The following list describes the error-correction entry types. ptx/EES classifies these correction reports as "minor" events.


(EES ID 11) minor: Monitoring now normal

After monitoring had exceeded a previous polling period, the next monitoring period did not exceed the polling period.


(EES ID 13) minor: configuration check succeeded

A previous configuration check had failed, but the next has succeeded.


(EES ID 26) minor:disk fault corrected for disk sd27 in slot 1 in DAE on fabric4 with address 1

The disk drive in question either failed and was replaced, or suffered a transient fault that was corrected without user intervention.


(EES ID 28) minor:power failure corrected for power supply A or B in DAE on fabric4 with address 1

The power supply in question either failed and was replaced, or suffered a transient fault that was corrected without user intervention.


(EES ID 30) minor:overtemperature failure corrected for power supply A or B in DAE on fabric4 with address 1

The power supply in question shut down because it exceeded its maximum operating temperature; then, either the power supply was replaced or the overtemperature was corrected in some other way, such as lowering the ambient temperature near the DAE unit.


(EES ID 32) minor:fan failure corrected for cooling element in DAE on fabric4 with address 1

The fan pack experienced a single- or multiple-fan failure and was replaced, or suffered a transient fault that was corrected without user intervention.


(EES ID 34) minor:LCC failure corrected for LCC A in DAE on fabric4 with address 1

The LCC in question either failed and was replaced, or suffered a transient fault that was corrected without user intervention.
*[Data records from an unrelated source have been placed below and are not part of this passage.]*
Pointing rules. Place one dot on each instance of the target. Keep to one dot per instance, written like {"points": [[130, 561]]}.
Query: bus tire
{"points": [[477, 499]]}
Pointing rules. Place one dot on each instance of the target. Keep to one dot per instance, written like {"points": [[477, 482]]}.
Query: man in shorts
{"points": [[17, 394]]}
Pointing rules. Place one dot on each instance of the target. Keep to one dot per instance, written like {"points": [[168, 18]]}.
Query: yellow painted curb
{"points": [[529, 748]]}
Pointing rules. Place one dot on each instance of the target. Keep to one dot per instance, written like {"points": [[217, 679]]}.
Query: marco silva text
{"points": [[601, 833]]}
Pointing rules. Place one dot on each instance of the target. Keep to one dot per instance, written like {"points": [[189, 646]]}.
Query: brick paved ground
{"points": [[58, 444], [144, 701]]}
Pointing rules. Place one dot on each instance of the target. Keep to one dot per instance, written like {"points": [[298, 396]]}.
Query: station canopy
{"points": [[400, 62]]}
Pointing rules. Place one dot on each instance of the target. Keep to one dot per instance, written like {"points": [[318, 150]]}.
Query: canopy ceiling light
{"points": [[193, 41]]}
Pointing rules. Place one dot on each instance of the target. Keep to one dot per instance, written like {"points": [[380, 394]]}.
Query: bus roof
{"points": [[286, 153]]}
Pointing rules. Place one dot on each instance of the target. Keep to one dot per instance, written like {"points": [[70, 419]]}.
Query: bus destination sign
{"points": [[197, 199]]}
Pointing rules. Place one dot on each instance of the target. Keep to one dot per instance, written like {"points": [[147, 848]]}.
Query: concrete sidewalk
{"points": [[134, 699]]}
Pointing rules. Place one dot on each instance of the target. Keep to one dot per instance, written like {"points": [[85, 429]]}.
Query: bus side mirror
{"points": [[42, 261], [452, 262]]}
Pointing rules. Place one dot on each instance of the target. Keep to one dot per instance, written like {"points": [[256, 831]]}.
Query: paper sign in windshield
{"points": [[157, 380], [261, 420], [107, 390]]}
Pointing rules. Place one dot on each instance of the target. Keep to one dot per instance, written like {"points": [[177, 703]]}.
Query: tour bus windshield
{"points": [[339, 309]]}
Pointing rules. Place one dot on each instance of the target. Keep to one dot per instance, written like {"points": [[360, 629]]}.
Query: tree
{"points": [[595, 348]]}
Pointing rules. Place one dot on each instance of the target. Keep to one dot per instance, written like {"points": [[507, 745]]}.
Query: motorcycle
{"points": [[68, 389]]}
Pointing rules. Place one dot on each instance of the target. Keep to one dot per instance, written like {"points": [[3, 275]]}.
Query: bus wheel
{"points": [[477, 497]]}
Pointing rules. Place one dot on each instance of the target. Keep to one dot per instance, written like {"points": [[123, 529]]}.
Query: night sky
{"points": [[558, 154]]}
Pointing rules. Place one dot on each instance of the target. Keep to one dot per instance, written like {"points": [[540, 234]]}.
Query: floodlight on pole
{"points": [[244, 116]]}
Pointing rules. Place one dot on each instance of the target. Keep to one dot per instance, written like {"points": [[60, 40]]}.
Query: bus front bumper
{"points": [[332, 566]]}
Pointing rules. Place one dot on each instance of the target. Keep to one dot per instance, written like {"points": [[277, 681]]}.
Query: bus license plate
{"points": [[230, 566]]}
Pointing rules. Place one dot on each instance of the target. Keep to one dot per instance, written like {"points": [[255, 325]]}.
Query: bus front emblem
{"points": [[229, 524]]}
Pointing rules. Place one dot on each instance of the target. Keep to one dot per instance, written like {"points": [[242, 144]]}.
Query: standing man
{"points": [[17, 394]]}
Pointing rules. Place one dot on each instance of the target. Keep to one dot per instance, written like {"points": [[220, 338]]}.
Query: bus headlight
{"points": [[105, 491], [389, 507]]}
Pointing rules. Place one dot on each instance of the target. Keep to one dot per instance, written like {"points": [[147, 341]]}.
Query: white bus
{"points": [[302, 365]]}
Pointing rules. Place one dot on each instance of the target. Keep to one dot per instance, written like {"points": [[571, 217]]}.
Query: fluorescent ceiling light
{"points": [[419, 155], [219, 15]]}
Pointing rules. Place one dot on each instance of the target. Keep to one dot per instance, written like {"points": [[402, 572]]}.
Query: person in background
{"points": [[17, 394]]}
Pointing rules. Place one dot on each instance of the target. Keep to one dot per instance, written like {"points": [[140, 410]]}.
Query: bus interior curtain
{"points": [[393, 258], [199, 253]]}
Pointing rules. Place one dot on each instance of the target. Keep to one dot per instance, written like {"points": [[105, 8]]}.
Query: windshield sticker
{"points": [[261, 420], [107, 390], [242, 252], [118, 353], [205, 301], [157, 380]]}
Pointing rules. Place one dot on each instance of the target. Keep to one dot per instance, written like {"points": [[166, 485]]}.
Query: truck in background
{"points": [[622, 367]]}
(EES ID 36) minor:primary MIA failure corrected for LCC B in DAE on fabric4 with address 1

The MIA on the primary LCC port either failed and was replaced, or suffered a transient fault that was corrected without user intervention.


(EES ID 38) minor:expansion MIA failure corrected for LCC B in DAE on fabric4 with address 1

The MIA on the expansion LCC port either failed and was replaced, or suffered a transient fault that was corrected without user intervention.